In Deutschland gehen 16 Prozent des Bruttoinlandsproduktes und in Österreich rund sieben Mrd. Euro der jährlichen Wirtschaftsleistung laut Berechnungen von Business Doctors durch psychische Erkrankungen verloren. Bei einem "innenwelt Talk" in Wien attestierten heimische Experten ein Mehr an einschlägigen Diagnosen, kritisieren aber Versorgungslücken wie auch die Krankenkassen. "Keine Angst vor Psychiatern", rät Christa Rados von der Österreichischen Gesellschaft für Psychiatrie & Psychotherapie.
Streit ums Geld
"Psychische Erkrankungen sind in Österreich immer noch Erkrankungen zweiter Klasse", bemerkt Ulla Konrad, Präsidentin des Berufsverbandes Österreichischer PsychologInnen. Zudem sei eine psychologische Behandlung derzeit keine Leistung der Krankenkassen und folglich selbst zu bezahlen. "Dort herrscht ein absolutes Unverständnis und sogar die Befürchtung eines Fasses ohne Boden", ärgert sich die Vertreterin von rund 4.500 Psychologen und resümiert: "Die Versorgung psychisch Kranker hierzulande ist eine Unterversorgung."
Auch bahnt sich eine Spaltung der Berufsgruppen an, befürchtet Rados. "Jeder kann psychisch erkranken", weiß die Fachärztin vom LKH Villach, "und jeder Vierte bis Fünfte tut es auch". Laut jüngster innenwelt-Umfrage kontaktieren 42 Prozent den Hausarzt, 20 Prozent versuchen es bei "Dr. Google", 17 Prozent bei Psychotherapeuten und sieben Prozent bei Psychologen. Laut Rados wird der Hausarzt immer die Drehscheibe im Gesundheitssystem bleiben, für psychisch Erkrankte sei danach aber entscheidend, "wo man hingehört".
"Role Models" wichtig
Psychiater haben die höchste Behandlungskompetenz und den schlechtesten Ruf, bedauert Rados.

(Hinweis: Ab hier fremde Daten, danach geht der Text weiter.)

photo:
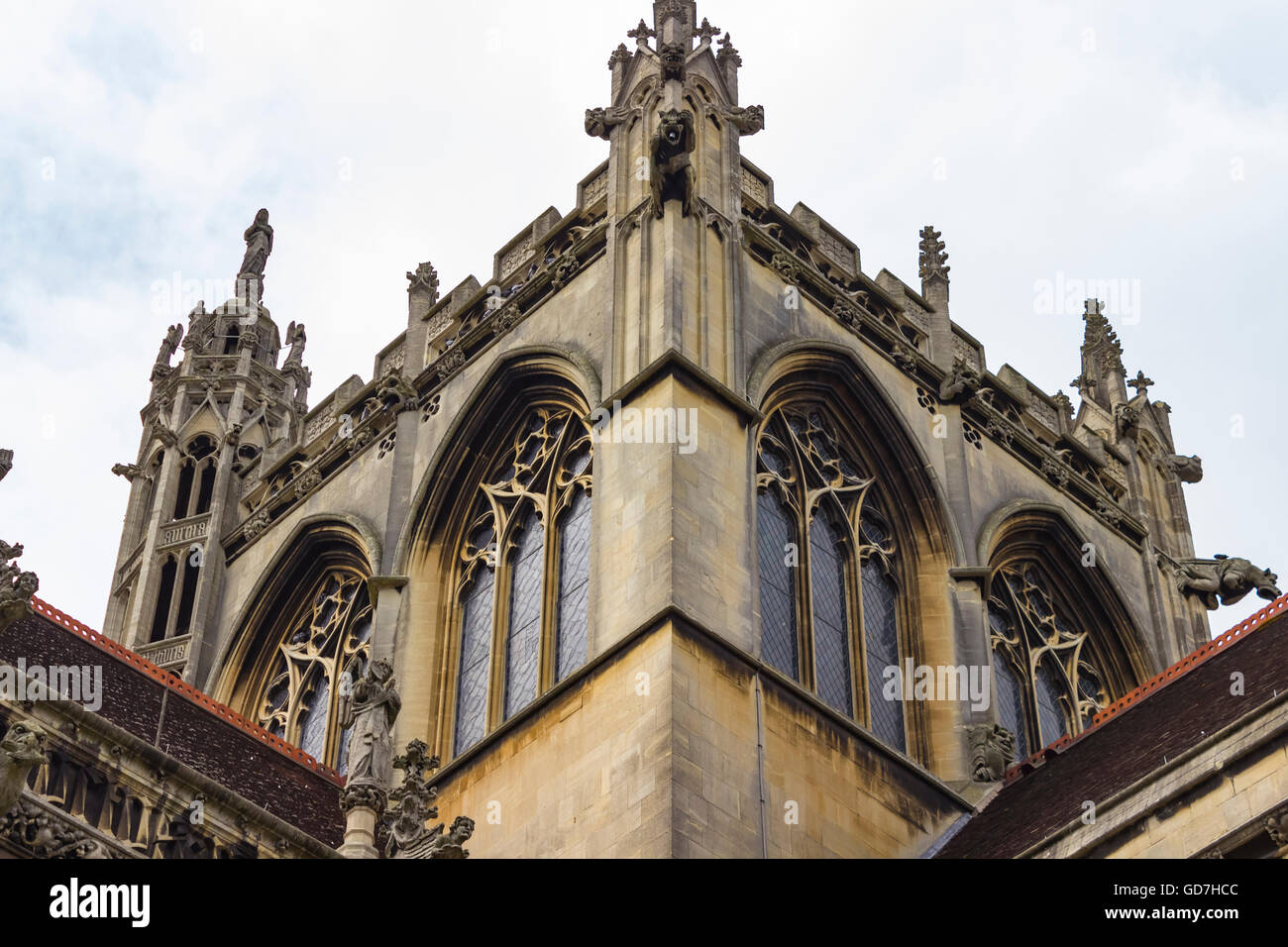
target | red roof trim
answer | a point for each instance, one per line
(174, 684)
(1180, 669)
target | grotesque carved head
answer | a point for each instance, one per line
(675, 129)
(673, 59)
(25, 742)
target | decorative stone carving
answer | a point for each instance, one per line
(671, 55)
(369, 711)
(748, 120)
(16, 586)
(601, 121)
(259, 245)
(1140, 382)
(1276, 826)
(21, 750)
(168, 346)
(932, 257)
(619, 55)
(673, 175)
(425, 278)
(992, 748)
(257, 525)
(961, 382)
(1055, 471)
(1186, 470)
(565, 268)
(1224, 579)
(845, 312)
(408, 836)
(128, 471)
(296, 339)
(728, 55)
(395, 393)
(450, 364)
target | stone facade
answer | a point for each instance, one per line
(686, 292)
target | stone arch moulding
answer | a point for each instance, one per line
(828, 367)
(528, 368)
(1044, 532)
(275, 581)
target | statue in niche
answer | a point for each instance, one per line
(369, 712)
(259, 245)
(295, 338)
(671, 174)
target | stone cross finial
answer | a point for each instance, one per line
(932, 257)
(1140, 382)
(642, 34)
(706, 33)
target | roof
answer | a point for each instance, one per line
(194, 729)
(1157, 722)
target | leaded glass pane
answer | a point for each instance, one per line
(476, 643)
(881, 637)
(1010, 702)
(574, 586)
(831, 639)
(524, 637)
(1048, 689)
(777, 586)
(313, 725)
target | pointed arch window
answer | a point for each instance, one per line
(522, 592)
(325, 650)
(1046, 671)
(825, 556)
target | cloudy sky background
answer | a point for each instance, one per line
(1067, 142)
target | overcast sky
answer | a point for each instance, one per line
(1050, 144)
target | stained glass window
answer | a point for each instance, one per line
(544, 475)
(825, 556)
(327, 635)
(1044, 668)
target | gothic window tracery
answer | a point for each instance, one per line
(827, 554)
(325, 650)
(523, 574)
(1046, 671)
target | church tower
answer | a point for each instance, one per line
(207, 419)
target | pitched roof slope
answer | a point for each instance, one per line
(184, 723)
(1154, 723)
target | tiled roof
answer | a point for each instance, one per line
(1137, 733)
(197, 731)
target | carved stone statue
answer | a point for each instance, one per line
(673, 175)
(259, 245)
(961, 382)
(16, 586)
(1188, 470)
(369, 711)
(168, 346)
(1223, 579)
(408, 836)
(992, 748)
(21, 750)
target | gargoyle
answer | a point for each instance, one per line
(22, 749)
(1223, 579)
(961, 382)
(992, 749)
(671, 172)
(1186, 470)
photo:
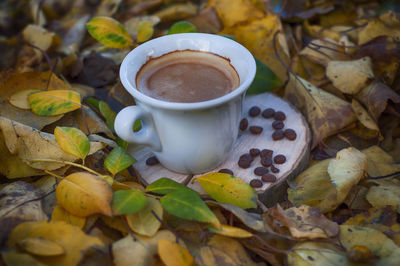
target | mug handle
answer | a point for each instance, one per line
(147, 135)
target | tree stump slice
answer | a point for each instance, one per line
(297, 152)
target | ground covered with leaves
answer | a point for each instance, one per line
(70, 194)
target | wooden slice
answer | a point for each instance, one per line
(296, 151)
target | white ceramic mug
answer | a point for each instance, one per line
(189, 138)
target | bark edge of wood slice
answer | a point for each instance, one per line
(297, 152)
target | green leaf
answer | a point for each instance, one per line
(118, 160)
(109, 32)
(229, 189)
(187, 204)
(108, 114)
(128, 201)
(265, 80)
(182, 27)
(72, 141)
(54, 102)
(164, 186)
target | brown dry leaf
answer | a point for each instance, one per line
(257, 36)
(60, 214)
(232, 12)
(305, 222)
(346, 170)
(363, 116)
(387, 24)
(323, 51)
(223, 250)
(376, 97)
(350, 76)
(176, 12)
(139, 251)
(70, 238)
(28, 81)
(326, 113)
(83, 194)
(31, 144)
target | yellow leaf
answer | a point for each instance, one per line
(83, 194)
(20, 99)
(41, 247)
(109, 32)
(231, 231)
(70, 238)
(172, 254)
(144, 222)
(55, 102)
(347, 170)
(232, 12)
(363, 116)
(59, 214)
(145, 31)
(350, 76)
(258, 35)
(72, 141)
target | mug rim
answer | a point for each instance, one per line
(131, 88)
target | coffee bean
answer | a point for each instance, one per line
(152, 160)
(268, 113)
(290, 134)
(279, 159)
(278, 134)
(267, 162)
(266, 153)
(261, 171)
(268, 178)
(254, 152)
(254, 111)
(279, 116)
(256, 183)
(244, 123)
(226, 171)
(256, 130)
(277, 124)
(274, 169)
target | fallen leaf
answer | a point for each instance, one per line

Dabei handele es sich aber um Ärzte mit einer anschließend sechsjährigen Fachausbildung, die auch Medikamente verschreiben dürften. "Psychologen haben ebenfalls studiert, sind keine Ärzte und dürfen Letzteres nicht." Psychotherapeuten schließlich hätten die heterogenste Ausbildung und seien primär im Gespräch geschult. "In der Praxis gibt es viele Überschneidungen wie auch Spezialisierungen", weiß BÖP-Präsidentin Konrad und hält auch populäre Erkrankte als "Role Models" für sehr wichtig.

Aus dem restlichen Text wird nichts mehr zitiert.